Job Location is Bangalore not Ahmedabad
Responsibilities:
Collaborate with cross-functional teams to define the data architecture, data models, and data flow in our data warehouse, and to understand their data requirements and provide technical support as needed.
Design, develop, and maintain scalable data pipelines using PySpark and AWS
Implement data quality assurance practices to ensure data accuracy, reliability, and integrity by implementing data validation, cleansing, and transformation processes.
Create and maintain documentation of the data architecture, data models, and data pipelines to ensure understanding and efficient collaboration among team members.
Maximise the performance and scalability of the data warehouse in AWS for each unit of computation and storage cost.
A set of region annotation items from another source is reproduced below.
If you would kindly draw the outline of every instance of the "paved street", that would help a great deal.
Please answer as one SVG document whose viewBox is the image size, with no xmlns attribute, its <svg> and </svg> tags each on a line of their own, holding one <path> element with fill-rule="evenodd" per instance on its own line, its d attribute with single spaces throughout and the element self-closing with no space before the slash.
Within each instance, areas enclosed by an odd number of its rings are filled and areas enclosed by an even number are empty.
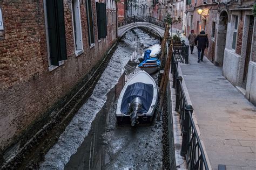
<svg viewBox="0 0 256 170">
<path fill-rule="evenodd" d="M 205 57 L 197 63 L 197 54 L 190 51 L 190 64 L 180 66 L 212 168 L 255 169 L 256 107 L 222 75 L 222 67 Z"/>
</svg>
Optimise and tune data pipelines for performance and scalability.
Implement data governance policies, data security and privacy best practices to protect sensitive information and comply with relevant regulations.
Work closely with other team members to troubleshoot and resolve data-related issues.
Continuously monitor the performance of the data infrastructure and make improvements as needed to ensure optimal efficiency and reliability.
Stay up-to-date with the latest industry trends and advancements in data architecture and technologies to drive innovation and maintain a competitive edge.
Requirements:
Bachelor's or Master's degree in Computer Science, Data Science, Statistics, or a related field.
5+ years of experience in data architecture and data engineering roles, preferably on AWS.
Strong proficiency in PySpark, Python, SQL, or other big data technologies.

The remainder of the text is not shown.